Van Chaney, chief test pilot for the 777/777X, adds: “It has been a really good programme so far. The engines have been wonderful and the systems have been good – usually we spend a lot of time on systems.”
He adds that he had been “expecting trouble” with the jet’s folding wingtips – designed to give the 777X the same gate fit as the 777-300ER – but the new model’s signature feature has been “really good”.
Boeing maintains that the 777-9 is still on track for a first delivery in late 2023. Yet, sales have been slow and certification challenges loom on the heels of the 737 Max saga.
On N779XW’s fuselage eight airline tails signify customers who have committed to the 777X, of whom three are in the Asia-Pacific: All Nippon Airways (ANA), Cathay Pacific and Singapore Airlines (SIA). The carriers account for 72 of the 777-9’s 258 orders.
ANA and SIA are surviving the pandemic, but losses could continue for years. Cathay, meanwhile, is in the throes of an existential crisis.
While Airbus had a passenger A350-1000 flying in Singapore, its big news for the programme was centred on the new freighter variant, with a preliminary agreement from Middle Eastern carrier Etihad Airways for seven A350Fs.

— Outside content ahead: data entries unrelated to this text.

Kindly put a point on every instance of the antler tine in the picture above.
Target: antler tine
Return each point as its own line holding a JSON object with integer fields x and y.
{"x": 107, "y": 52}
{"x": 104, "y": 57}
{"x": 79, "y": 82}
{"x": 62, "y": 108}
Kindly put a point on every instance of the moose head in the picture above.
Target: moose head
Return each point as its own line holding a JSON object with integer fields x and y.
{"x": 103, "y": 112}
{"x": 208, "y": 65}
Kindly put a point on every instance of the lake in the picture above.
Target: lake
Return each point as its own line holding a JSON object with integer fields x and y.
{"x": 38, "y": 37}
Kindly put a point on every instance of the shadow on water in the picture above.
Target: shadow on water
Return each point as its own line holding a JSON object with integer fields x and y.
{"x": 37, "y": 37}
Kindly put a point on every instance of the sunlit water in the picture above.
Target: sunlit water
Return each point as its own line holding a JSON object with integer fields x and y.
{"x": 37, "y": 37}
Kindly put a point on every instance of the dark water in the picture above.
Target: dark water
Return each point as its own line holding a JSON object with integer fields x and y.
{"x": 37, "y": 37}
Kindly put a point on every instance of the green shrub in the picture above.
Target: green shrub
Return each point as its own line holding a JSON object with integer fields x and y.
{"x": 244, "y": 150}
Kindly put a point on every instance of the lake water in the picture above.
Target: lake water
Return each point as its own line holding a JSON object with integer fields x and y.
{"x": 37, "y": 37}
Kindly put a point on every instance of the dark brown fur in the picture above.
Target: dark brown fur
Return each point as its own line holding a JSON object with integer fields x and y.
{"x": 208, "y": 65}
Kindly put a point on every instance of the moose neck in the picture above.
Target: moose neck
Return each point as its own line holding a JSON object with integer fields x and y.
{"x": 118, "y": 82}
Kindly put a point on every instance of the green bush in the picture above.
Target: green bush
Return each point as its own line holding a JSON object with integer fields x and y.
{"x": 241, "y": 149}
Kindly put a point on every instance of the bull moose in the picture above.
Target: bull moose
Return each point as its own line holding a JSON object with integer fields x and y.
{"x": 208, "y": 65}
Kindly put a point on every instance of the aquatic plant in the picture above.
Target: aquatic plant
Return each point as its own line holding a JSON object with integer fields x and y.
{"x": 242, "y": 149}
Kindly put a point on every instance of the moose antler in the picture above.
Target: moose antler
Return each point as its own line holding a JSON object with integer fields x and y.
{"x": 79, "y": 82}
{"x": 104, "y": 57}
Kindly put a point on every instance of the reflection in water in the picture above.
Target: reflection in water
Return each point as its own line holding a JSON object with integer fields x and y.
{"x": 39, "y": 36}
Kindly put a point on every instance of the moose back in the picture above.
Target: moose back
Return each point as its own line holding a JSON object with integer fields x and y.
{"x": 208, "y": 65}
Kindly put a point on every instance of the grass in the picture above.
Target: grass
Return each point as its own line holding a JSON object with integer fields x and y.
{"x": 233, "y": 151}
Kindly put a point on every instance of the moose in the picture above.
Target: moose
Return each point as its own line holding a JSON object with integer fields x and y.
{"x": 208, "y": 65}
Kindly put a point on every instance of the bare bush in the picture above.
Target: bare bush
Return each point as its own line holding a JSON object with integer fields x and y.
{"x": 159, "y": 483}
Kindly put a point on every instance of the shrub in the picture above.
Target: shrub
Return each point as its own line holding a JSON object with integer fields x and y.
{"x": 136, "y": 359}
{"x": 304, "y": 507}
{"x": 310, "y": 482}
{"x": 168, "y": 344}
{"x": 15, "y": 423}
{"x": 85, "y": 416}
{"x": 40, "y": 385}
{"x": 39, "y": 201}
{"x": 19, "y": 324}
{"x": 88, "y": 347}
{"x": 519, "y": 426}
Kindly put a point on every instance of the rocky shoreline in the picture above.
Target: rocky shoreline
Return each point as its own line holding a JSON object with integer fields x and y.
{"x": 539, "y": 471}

That potentially takes the number of customers for the new aircraft to five – including SIA, which at the show firmed up its December commitment for seven. Total orders and commitments are now 29 units – five shy of Boeing’s total for its newly launched 777-8 Freighter.
Etihad was previously a customer for the A330-200F, ordering and receiving five of the type, before withdrawing them during a fleet overhaul. The aircraft subsequently passed to DHL’s European Air Transport operation.
Etihad Aviation Group chief Tony Douglas describes the A350F – powered by Rolls-Royce Trent XWB engines – as a “remarkable aircraft”.
The carrier’s passenger fleet includes five A350-1000s, on which the A350F has been largely based.
Etihad still has 15 A350-1000s on order, but it is unclear whether the freighters will be additional or converted from this backlog. US lessor Air Lease, a launch customer for the A350F, cut back its own commitment to the passenger A350 after firming its freighter order.
Douglas says: “As our cargo operations continue to over-perform, and we work towards a more sustainable future built upon the world’s youngest and most fuel-efficient fleet, the addition of the A350F will play a key role in driving our long-term cargo strategy.”